Spatial–temporal transformer for end-to-end sign language recognition

Abstract

Continuous sign language recognition (CSLR) is an essential task for communication between hearing-impaired and people without limitations, which aims at aligning low-density video sequences with high-density text sequences. The current methods for CSLR were mainly based on convolutional neural networks. However, these methods perform poorly in balancing spatial and temporal features during visual feature extraction, making them difficult to improve the accuracy of recognition. To address this issue, we designed an end-to-end CSLR network: Spatial–Temporal Transformer Network (STTN). The model encodes and decodes the sign language video as a predicted sequence that is aligned with a given text sequence. First, since the image sequences are too long for the model to handle directly, we chunk the sign language video frames, i.e., ”image to patch”, which reduces the computational complexity.

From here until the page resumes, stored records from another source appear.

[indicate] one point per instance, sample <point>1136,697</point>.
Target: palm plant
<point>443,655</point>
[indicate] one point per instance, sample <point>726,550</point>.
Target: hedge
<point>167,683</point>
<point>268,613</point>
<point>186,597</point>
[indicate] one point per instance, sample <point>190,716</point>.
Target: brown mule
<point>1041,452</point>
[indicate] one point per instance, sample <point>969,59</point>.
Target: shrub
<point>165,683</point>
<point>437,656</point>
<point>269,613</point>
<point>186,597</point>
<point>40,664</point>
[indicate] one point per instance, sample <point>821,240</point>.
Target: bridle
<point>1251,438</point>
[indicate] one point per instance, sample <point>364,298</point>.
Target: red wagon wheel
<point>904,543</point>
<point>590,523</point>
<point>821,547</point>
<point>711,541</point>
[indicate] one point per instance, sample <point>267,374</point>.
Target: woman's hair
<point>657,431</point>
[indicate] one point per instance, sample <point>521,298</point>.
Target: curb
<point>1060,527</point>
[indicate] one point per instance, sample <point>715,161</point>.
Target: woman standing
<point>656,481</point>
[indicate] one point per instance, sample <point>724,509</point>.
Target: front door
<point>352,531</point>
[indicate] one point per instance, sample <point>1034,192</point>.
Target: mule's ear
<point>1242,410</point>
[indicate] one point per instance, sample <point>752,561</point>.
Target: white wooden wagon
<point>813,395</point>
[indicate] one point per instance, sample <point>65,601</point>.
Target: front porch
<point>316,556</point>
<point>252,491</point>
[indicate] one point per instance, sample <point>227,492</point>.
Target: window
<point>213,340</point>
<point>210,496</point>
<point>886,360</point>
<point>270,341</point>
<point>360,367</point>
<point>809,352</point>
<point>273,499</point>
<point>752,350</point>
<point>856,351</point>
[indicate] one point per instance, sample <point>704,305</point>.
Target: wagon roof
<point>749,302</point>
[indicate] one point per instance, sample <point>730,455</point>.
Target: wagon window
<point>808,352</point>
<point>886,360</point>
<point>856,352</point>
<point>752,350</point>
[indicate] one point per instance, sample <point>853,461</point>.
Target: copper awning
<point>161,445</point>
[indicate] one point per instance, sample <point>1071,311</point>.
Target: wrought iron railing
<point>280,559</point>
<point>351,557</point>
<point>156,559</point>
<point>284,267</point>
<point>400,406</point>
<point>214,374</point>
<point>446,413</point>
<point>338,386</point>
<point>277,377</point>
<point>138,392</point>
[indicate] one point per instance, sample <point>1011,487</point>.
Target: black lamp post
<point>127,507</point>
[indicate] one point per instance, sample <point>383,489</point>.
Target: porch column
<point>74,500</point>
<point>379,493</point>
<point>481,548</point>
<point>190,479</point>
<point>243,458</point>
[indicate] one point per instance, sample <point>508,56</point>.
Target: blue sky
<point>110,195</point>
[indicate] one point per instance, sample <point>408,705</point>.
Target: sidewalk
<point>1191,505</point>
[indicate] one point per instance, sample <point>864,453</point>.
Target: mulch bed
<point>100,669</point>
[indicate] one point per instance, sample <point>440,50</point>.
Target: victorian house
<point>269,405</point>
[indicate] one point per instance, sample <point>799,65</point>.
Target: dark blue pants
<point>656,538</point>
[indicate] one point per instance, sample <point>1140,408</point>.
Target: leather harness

Second, global features of the sign language video are modeled at the beginning of the model, and the spatial action features of the current video frame and the semantic features of consecutive frames in the temporal dimension are extracted separately, giving rise to fully extracting visual features. Finally, the model uses a simple cross-entropy loss to align video and text. We extensively evaluated the proposed network on two publicly available datasets, CSL and RWTH-PHOENIX-Weather multi-signer 2014 (PHOENIX-2014), which demonstrated the superior performance of our work in CSLR task compared to the state-of-the-art methods.